As things currently stand, Americans don’t need anything else to feel despair and dread about the state of the country. But on Tuesday, KFC decided otherwise, announcing that it was getting in on the fast-food chicken-sandwich hoopla with, uh, a chicken sandwich served on not one, but two doughnuts.
Currently, the chain is testing the sandwich, along with a basket of fried chicken and doughnuts, at locations in Pittsburgh, Pennsylvania, and Norfolk and Richmond, Virginia. This harrowing news comes after the summer of chicken-sandwich mania, in which Americans collectively lost their shit after Popeyes pointed out it was serving a fried-chicken sandwich.
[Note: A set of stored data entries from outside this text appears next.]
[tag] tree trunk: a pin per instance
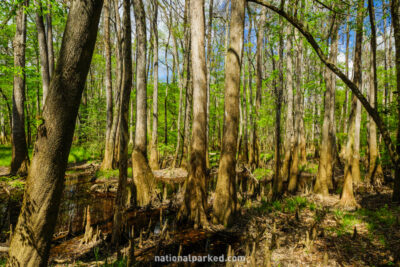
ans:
(195, 195)
(326, 159)
(20, 158)
(153, 162)
(43, 50)
(375, 169)
(50, 48)
(277, 185)
(395, 10)
(259, 78)
(142, 175)
(224, 207)
(109, 96)
(289, 128)
(347, 196)
(209, 40)
(30, 244)
(120, 200)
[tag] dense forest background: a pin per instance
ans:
(267, 111)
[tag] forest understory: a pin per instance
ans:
(199, 133)
(303, 229)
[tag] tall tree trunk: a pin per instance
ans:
(43, 50)
(225, 202)
(20, 158)
(120, 200)
(30, 244)
(195, 195)
(259, 78)
(375, 169)
(395, 10)
(109, 146)
(289, 124)
(50, 48)
(347, 196)
(142, 175)
(326, 159)
(277, 185)
(153, 162)
(209, 40)
(110, 160)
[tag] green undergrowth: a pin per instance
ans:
(288, 205)
(108, 174)
(261, 173)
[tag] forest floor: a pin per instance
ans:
(300, 230)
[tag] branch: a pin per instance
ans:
(353, 87)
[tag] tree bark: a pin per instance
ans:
(153, 162)
(395, 10)
(120, 200)
(142, 175)
(326, 159)
(375, 169)
(224, 207)
(20, 158)
(108, 153)
(289, 124)
(259, 78)
(350, 171)
(30, 244)
(195, 195)
(43, 50)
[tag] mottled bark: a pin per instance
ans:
(142, 175)
(43, 51)
(347, 196)
(20, 159)
(224, 207)
(289, 124)
(395, 10)
(153, 161)
(30, 244)
(327, 149)
(259, 79)
(277, 186)
(108, 153)
(374, 168)
(194, 205)
(120, 200)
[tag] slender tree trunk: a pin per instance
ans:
(395, 10)
(289, 128)
(142, 175)
(195, 195)
(120, 200)
(43, 50)
(20, 158)
(347, 196)
(153, 162)
(327, 158)
(109, 146)
(259, 78)
(375, 169)
(277, 186)
(209, 40)
(50, 48)
(225, 197)
(30, 244)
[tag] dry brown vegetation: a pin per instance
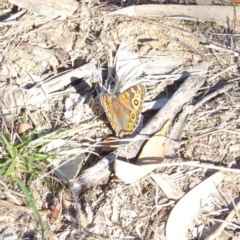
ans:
(58, 57)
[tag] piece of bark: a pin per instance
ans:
(104, 167)
(215, 13)
(51, 8)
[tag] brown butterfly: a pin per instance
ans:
(124, 109)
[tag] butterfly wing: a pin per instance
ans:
(116, 113)
(132, 98)
(123, 111)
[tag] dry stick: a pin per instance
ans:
(220, 229)
(137, 12)
(198, 12)
(104, 167)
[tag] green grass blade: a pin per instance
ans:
(10, 169)
(30, 202)
(8, 146)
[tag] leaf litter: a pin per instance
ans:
(45, 61)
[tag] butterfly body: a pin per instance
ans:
(123, 110)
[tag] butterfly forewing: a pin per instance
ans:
(123, 111)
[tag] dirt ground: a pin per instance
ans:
(36, 49)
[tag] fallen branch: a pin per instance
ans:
(104, 167)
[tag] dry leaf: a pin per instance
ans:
(167, 185)
(23, 127)
(154, 150)
(183, 213)
(154, 44)
(152, 155)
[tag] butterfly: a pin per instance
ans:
(123, 110)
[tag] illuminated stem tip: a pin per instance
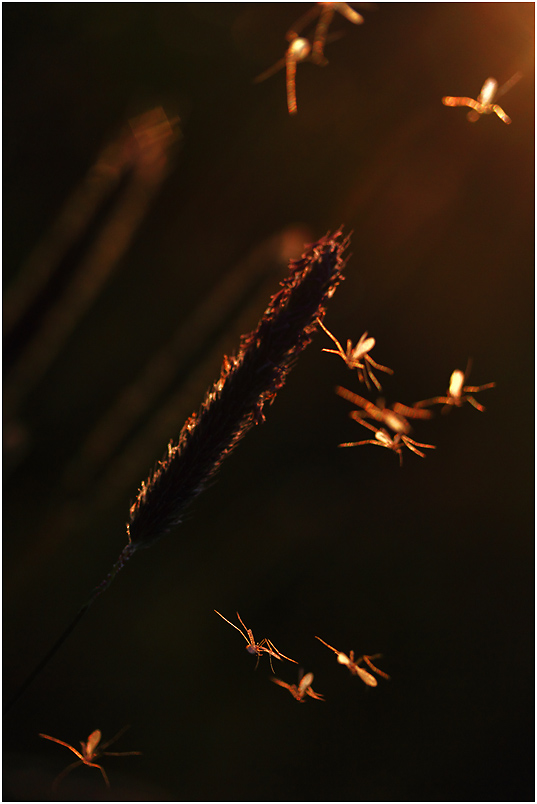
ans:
(235, 402)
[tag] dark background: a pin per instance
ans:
(430, 565)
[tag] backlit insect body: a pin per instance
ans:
(395, 418)
(484, 103)
(304, 688)
(298, 50)
(395, 443)
(354, 667)
(357, 357)
(90, 751)
(458, 393)
(325, 12)
(258, 648)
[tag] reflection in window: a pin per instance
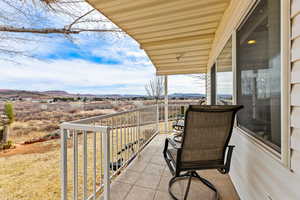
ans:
(224, 85)
(258, 73)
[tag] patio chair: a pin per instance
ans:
(205, 139)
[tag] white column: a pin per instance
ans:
(106, 150)
(166, 104)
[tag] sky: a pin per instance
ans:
(93, 64)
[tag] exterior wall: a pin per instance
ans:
(295, 87)
(256, 172)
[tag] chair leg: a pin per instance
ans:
(188, 186)
(189, 176)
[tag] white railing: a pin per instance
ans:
(95, 150)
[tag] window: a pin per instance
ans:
(213, 85)
(224, 76)
(258, 73)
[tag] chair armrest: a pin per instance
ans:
(226, 168)
(173, 143)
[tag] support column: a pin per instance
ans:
(166, 104)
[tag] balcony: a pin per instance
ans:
(119, 157)
(147, 178)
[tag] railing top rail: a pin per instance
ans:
(99, 117)
(83, 127)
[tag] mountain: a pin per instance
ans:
(187, 95)
(21, 94)
(57, 93)
(6, 93)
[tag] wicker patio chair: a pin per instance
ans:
(206, 135)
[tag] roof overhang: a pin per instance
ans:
(177, 35)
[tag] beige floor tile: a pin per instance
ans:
(154, 169)
(148, 180)
(140, 193)
(158, 160)
(137, 165)
(128, 176)
(167, 172)
(151, 176)
(162, 196)
(164, 186)
(119, 190)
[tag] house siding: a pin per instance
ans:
(257, 173)
(295, 87)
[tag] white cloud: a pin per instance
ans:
(85, 77)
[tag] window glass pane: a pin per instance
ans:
(258, 73)
(213, 85)
(224, 76)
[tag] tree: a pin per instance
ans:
(10, 117)
(155, 88)
(32, 22)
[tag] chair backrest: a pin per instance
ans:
(207, 132)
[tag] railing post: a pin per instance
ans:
(64, 166)
(157, 117)
(106, 151)
(166, 104)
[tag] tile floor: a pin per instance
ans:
(147, 178)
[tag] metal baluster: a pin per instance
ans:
(85, 165)
(75, 165)
(106, 150)
(95, 165)
(64, 164)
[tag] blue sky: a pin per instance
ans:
(89, 63)
(100, 66)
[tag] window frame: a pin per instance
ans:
(284, 156)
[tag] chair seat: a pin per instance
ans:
(206, 164)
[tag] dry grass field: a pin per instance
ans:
(32, 172)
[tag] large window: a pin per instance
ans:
(258, 73)
(224, 76)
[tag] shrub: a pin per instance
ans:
(9, 112)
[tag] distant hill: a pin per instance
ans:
(6, 93)
(21, 93)
(187, 95)
(57, 93)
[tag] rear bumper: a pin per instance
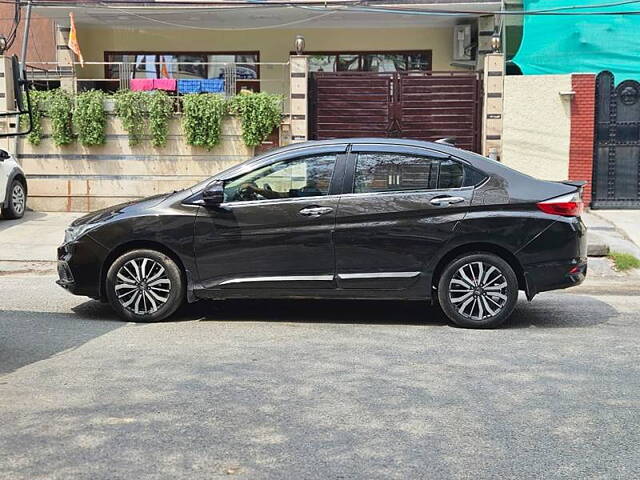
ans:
(554, 276)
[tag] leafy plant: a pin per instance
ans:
(160, 111)
(202, 123)
(36, 97)
(60, 110)
(131, 108)
(89, 118)
(259, 114)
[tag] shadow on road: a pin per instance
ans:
(27, 337)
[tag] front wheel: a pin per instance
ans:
(17, 201)
(145, 286)
(478, 290)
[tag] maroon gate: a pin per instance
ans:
(417, 105)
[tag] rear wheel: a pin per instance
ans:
(17, 201)
(145, 286)
(478, 290)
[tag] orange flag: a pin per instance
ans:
(73, 44)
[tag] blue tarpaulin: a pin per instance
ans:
(555, 44)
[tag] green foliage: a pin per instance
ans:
(37, 97)
(89, 118)
(160, 111)
(60, 110)
(624, 261)
(259, 113)
(131, 108)
(202, 121)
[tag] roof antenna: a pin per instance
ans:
(447, 141)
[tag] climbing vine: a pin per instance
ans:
(131, 108)
(259, 113)
(89, 118)
(160, 111)
(37, 97)
(60, 111)
(202, 123)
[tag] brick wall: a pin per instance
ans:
(582, 131)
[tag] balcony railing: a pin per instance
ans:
(272, 77)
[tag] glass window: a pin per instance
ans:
(390, 172)
(451, 174)
(302, 177)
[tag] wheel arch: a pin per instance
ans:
(484, 247)
(148, 245)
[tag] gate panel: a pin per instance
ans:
(416, 105)
(617, 151)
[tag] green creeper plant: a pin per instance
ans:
(160, 111)
(131, 108)
(37, 97)
(60, 111)
(202, 122)
(89, 117)
(259, 113)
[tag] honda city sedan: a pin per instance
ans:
(340, 219)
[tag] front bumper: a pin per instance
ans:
(79, 267)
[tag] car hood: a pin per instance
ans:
(123, 208)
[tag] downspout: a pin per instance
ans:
(23, 67)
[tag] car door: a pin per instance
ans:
(281, 238)
(400, 206)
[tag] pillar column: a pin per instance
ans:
(299, 102)
(65, 59)
(493, 103)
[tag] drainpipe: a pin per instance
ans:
(23, 67)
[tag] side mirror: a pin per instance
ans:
(213, 194)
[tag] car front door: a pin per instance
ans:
(403, 206)
(274, 230)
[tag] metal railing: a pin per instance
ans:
(272, 77)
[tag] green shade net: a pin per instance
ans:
(555, 44)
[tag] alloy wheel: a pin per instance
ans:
(478, 290)
(142, 286)
(18, 199)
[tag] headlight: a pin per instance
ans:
(71, 234)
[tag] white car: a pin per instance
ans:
(13, 187)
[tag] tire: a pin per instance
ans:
(17, 194)
(478, 290)
(137, 284)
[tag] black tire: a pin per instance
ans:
(478, 290)
(17, 195)
(137, 282)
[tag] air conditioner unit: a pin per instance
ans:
(462, 49)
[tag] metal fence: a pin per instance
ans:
(271, 77)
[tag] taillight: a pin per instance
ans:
(567, 205)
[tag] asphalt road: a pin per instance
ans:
(317, 390)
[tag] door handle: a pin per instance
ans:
(444, 201)
(315, 211)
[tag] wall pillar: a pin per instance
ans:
(493, 80)
(299, 101)
(65, 59)
(583, 114)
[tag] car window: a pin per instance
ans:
(301, 177)
(389, 172)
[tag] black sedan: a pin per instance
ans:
(358, 219)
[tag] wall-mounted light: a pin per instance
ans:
(299, 44)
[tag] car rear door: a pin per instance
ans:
(400, 206)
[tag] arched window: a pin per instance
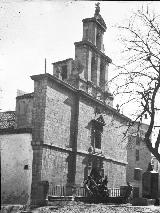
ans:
(98, 40)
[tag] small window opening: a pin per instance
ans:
(64, 72)
(26, 167)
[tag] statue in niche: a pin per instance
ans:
(97, 10)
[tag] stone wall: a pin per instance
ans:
(16, 168)
(62, 117)
(144, 158)
(24, 106)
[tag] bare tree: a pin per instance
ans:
(138, 80)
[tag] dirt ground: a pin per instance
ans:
(77, 207)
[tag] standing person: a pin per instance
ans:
(129, 192)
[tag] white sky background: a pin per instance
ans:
(31, 31)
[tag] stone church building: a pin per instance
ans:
(71, 116)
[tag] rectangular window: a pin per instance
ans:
(97, 139)
(137, 174)
(96, 134)
(138, 140)
(137, 155)
(64, 72)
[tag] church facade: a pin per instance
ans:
(71, 119)
(74, 125)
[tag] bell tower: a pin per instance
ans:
(90, 53)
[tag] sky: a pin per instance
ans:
(31, 31)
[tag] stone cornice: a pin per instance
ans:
(88, 43)
(79, 92)
(84, 153)
(28, 95)
(63, 61)
(15, 131)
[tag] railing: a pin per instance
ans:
(60, 190)
(114, 192)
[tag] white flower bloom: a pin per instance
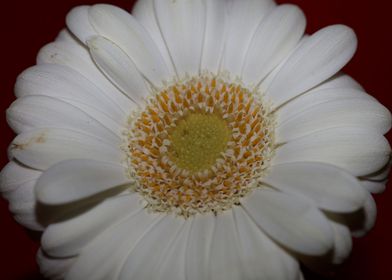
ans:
(194, 140)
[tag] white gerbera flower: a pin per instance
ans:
(194, 140)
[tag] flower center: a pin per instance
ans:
(198, 140)
(199, 146)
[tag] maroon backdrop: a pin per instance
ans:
(28, 25)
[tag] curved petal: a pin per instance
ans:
(54, 268)
(172, 265)
(331, 188)
(69, 237)
(43, 148)
(354, 112)
(243, 20)
(261, 258)
(78, 23)
(182, 24)
(319, 58)
(71, 54)
(77, 179)
(370, 215)
(199, 247)
(140, 261)
(121, 28)
(276, 36)
(318, 97)
(214, 38)
(61, 82)
(104, 257)
(343, 243)
(119, 68)
(31, 112)
(356, 150)
(225, 260)
(144, 13)
(14, 174)
(290, 220)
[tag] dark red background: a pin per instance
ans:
(28, 25)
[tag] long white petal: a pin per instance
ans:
(199, 247)
(343, 243)
(121, 28)
(104, 257)
(355, 150)
(31, 112)
(54, 268)
(73, 55)
(225, 261)
(182, 24)
(261, 258)
(331, 188)
(140, 262)
(292, 221)
(172, 265)
(78, 23)
(69, 237)
(119, 68)
(43, 148)
(319, 58)
(369, 217)
(276, 36)
(243, 20)
(14, 174)
(144, 13)
(77, 179)
(354, 112)
(214, 38)
(318, 97)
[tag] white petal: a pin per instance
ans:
(340, 81)
(78, 23)
(319, 58)
(376, 183)
(172, 264)
(31, 112)
(243, 20)
(375, 187)
(76, 57)
(13, 175)
(53, 268)
(77, 179)
(369, 217)
(121, 28)
(214, 38)
(68, 238)
(43, 148)
(276, 36)
(103, 257)
(65, 84)
(292, 221)
(199, 247)
(119, 68)
(331, 188)
(141, 261)
(144, 13)
(260, 256)
(317, 97)
(356, 150)
(343, 243)
(353, 112)
(225, 262)
(182, 24)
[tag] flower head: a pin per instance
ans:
(194, 139)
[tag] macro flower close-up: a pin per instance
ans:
(194, 139)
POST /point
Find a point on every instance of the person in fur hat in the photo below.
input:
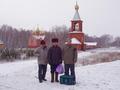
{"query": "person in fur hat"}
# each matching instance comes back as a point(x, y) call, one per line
point(54, 59)
point(41, 53)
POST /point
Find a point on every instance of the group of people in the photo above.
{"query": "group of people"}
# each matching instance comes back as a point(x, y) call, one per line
point(54, 56)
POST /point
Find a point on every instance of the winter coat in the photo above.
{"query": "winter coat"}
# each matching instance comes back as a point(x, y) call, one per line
point(41, 53)
point(54, 55)
point(69, 54)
In what can only be described as a real decline-of-civilization moment, some overworked Popeyes employees were, reportedly, physically threatened by customers enraged that the sandwich was sold out for the day. In late August, Popeyes announced the sandwich would be “sold out” at all locations; it has not yet returned to the menu.
As for KFC’s chicken-doughnut monstrosity, the first question that Grub asked itself was, who would actually want to eat this? It’s the sort of food that gives you acid reflux just thinking about it. You would think that, for all the money KFC pays its mad food scientists, they’d at least think up something more original! It’s true that it’s not like KFC invented this concept — remember burgers on doughnuts? Grub tries not to also — but, still. On second thought, you do have to give it to KFC: Fried industrial chicken smashed between two stale doughnuts is maybe the best metaphor yet for Trump’s America.